Further, the stand Fi is equipped upstream of the rapid heating
device with actuators for influencing the strip warping and/or the
ski-phenomenon on the strip head.
[0008] Together with the straightening unit, advantageously, the
roller straightening device, and/or the shears and above-mentioned
actuators, a reliable passage in a limited space through the rapid
heating device, in particular, induction heating device, can be
insured with a minimal clearance in the thickness direction.
Dependent on the process, the rapid heating device, the shears,
and/or the descaling sprayer is (are) used or are displaced
sidewise, dependent on the to-be-rolled product, or there,
alternatively, a roller table, with or without heat insulation, or
a table can be arranged. Also for carrying out thin strip rolling,
shears can be provided between the stands, in order to take care of
as straight as possible heads and ends of the deformed strip.
[0009] As a result of additional devices between the stands, the
normal spacing between the stands, e.g., .gtoreq.5.5, is increased.
In order to eliminate a possible secondary scale formation,
advantageously, a single descaling sprayer is provided, which is
formed as a compact device and, advantageously, is arranged before
the stand Fi+1 behind the rapid heating device. For rolling of
strip, with high requirements to surface quality (e.g., for rolling
of thin strips), the descaling sprayer in front of the stand Fi+1
can be activated. During production of tubes, the descaling sprayer
can be optionally deactivated or removed from the rolling line.
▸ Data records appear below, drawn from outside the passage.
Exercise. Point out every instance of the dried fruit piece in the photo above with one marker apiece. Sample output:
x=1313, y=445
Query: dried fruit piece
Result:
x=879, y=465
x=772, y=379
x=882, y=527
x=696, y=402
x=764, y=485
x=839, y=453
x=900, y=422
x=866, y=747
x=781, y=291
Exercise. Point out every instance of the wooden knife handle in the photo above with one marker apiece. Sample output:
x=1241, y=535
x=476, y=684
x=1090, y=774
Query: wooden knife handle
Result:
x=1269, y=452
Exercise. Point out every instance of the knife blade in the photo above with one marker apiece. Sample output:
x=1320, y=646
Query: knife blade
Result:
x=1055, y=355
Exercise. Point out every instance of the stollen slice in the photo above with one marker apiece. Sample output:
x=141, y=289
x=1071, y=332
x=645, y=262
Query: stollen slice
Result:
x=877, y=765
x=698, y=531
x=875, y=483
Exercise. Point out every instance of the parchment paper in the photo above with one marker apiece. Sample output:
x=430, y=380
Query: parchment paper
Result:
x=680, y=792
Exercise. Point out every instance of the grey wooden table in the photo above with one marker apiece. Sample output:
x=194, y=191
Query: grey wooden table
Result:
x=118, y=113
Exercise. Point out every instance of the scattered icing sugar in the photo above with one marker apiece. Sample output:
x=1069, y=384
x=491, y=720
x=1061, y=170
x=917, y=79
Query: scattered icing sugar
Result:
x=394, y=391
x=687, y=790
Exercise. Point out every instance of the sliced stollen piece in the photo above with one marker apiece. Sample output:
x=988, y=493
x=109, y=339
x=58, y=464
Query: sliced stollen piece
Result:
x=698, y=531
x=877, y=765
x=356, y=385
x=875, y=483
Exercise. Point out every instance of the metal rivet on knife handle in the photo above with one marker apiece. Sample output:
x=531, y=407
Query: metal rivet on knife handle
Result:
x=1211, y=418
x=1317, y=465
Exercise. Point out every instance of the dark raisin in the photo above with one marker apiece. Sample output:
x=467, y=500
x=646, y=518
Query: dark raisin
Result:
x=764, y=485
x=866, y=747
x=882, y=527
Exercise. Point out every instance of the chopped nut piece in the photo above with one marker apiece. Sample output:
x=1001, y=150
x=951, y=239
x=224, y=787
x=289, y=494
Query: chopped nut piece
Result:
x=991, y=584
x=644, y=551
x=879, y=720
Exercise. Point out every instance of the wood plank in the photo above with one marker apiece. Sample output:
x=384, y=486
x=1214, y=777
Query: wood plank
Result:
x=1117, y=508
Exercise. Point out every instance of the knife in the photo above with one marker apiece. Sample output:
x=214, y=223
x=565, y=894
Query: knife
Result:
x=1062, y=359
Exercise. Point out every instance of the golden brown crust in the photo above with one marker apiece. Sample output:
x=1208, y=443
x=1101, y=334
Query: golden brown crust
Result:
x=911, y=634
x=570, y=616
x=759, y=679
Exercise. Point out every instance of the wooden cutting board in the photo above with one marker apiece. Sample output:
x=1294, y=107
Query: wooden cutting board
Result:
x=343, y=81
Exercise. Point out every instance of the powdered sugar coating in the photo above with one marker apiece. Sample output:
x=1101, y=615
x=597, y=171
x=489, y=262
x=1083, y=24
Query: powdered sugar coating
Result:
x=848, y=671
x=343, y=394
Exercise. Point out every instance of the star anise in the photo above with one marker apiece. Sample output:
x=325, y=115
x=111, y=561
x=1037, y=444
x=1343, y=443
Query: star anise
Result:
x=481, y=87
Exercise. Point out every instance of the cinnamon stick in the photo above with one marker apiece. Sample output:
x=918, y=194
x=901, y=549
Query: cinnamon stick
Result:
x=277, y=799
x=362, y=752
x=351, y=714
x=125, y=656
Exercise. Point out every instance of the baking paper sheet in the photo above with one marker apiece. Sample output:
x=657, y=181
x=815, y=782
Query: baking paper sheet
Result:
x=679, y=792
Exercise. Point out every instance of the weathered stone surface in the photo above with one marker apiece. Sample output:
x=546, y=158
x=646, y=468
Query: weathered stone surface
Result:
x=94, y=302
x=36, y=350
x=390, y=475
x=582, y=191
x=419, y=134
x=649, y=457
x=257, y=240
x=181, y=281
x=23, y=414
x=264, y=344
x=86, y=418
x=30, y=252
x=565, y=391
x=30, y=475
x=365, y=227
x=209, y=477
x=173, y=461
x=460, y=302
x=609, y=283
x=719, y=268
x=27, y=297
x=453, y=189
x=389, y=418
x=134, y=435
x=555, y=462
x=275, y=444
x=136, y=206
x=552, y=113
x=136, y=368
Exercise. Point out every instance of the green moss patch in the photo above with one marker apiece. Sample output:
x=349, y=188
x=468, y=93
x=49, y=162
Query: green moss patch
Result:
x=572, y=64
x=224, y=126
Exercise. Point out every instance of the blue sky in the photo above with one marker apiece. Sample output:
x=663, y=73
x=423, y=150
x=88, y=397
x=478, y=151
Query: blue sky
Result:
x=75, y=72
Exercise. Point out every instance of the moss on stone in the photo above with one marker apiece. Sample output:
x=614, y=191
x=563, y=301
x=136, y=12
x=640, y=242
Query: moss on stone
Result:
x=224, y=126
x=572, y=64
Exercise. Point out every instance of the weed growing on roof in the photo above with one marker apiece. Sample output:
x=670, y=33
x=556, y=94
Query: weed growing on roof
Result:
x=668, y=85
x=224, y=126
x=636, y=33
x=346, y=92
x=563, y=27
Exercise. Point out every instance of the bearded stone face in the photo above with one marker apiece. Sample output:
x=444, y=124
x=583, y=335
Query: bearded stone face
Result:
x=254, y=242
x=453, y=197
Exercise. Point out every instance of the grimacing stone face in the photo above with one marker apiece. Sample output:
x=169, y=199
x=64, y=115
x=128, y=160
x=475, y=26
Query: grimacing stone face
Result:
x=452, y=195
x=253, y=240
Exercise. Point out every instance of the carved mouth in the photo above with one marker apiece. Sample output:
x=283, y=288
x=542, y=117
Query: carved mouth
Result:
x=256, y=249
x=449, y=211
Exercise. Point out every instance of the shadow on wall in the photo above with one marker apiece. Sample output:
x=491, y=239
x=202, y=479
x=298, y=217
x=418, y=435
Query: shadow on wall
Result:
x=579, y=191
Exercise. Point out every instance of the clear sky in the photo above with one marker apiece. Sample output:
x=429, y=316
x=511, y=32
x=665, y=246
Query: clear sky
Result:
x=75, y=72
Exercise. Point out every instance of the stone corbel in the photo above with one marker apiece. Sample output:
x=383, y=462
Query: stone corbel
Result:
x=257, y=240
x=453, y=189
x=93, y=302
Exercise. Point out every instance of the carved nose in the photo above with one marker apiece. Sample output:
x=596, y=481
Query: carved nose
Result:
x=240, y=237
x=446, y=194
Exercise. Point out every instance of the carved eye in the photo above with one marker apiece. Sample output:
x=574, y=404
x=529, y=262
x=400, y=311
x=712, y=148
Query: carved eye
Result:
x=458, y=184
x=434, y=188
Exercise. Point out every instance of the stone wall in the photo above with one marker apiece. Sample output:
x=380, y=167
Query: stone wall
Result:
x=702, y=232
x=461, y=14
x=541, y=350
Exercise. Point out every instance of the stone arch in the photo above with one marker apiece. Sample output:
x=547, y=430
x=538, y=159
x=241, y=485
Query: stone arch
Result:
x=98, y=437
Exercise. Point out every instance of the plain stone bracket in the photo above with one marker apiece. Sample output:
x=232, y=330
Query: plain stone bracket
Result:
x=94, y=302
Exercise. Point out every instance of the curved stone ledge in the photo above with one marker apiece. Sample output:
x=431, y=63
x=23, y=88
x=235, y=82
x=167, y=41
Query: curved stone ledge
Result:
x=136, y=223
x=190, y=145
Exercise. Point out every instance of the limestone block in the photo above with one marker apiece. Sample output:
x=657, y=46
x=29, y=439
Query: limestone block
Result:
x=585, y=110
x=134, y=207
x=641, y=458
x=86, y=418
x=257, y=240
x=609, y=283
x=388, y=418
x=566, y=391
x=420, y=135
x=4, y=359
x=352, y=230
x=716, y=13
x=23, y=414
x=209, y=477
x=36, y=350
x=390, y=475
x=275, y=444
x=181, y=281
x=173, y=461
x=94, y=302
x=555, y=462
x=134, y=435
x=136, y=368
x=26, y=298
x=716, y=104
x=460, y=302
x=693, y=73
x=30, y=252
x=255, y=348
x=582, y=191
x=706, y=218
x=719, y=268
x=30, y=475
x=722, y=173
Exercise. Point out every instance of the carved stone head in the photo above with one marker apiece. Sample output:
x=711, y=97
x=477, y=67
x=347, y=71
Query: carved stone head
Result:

[0010] In order to save space, optionally, a looper can be
dispensed with and, instead of it, means for regulating tension,
with or without a tension measuring roller, can be provided.
[0011] In comparison with conventional rolling mills with induction
heating between the roughing and finishing trains, the inventive
use of a rolling mill, preferably, a rolling mill of a
CSP-installation with corresponding additional units, noticeably
reduces the space occupied by the rolling mill. The use of
additional units, which are selectively inserted in the finishing
rolling mill, advantageously improves the rolling process as with
regard to carrying out the process so with regard to obtaining of a
corresponding structure. The additional units require, according to
the invention, little space and are arranged between two finishing
stands, the distance between which amounts to 5-25 m. On the other
hand, the space requirement between two stands with additional
units is much smaller than the length of the intermediate strip
which is rolled there.
[0012] Advantageously, a thin strip, which is cast by a caster of
CSP-installation, has a thickness, equal or less than 120 mm.
Thereby, there is provided a CSP-installation that alone, without
use of a reversing roughing stand, and with the use of a number of
finishing stands forming a rolling mill, is in a condition to
produce a desired production spectrum from a thick tube strip to a
thin strip.
[0013] As an example and a preferred embodiment, a method and the
production of a tube strip in a CSP-installation will be described.
The TM-method (thermomechanical method) in a CSP-installation
consists as a rule of a step of one or more deformations of an
austenitic initial structure in recrystallization temperature range
for producing a uniform, fine, recrystallized austenite structure,
and a following step of one or several deformations of the
recrystallized, austenitic structure for producing a
high-dislocation, extended in an area as much as possible,
non-recrystallized austenite structure (so-called pancake
structure). Thus, these steps can be called conditioning of the
austenite.
[0014] Finally, in a further step, cooling of austenitic structure
which has been produced in the first step, is carried out for
producing a fine-grain structure in the finished hot rolled strip
or hot rolled sheet with a phase conversion. The structure of the
finished hot rolled strip or hot rolled sheet consists of a
combination of ferrite, perlite, bainite, and martensite, wherein
the content of these four structure components can, respectively,
amounts to between 0% and 100%.
[0015] As a result of the above-described TM-method, it is also
possible to dispense with the above-mentioned step of deformation
in the non-recrystallized temperature range of the austenite. In
this case, the conditioning of the austenite takes place entirely
in the recrystallization temperature region of the austenite.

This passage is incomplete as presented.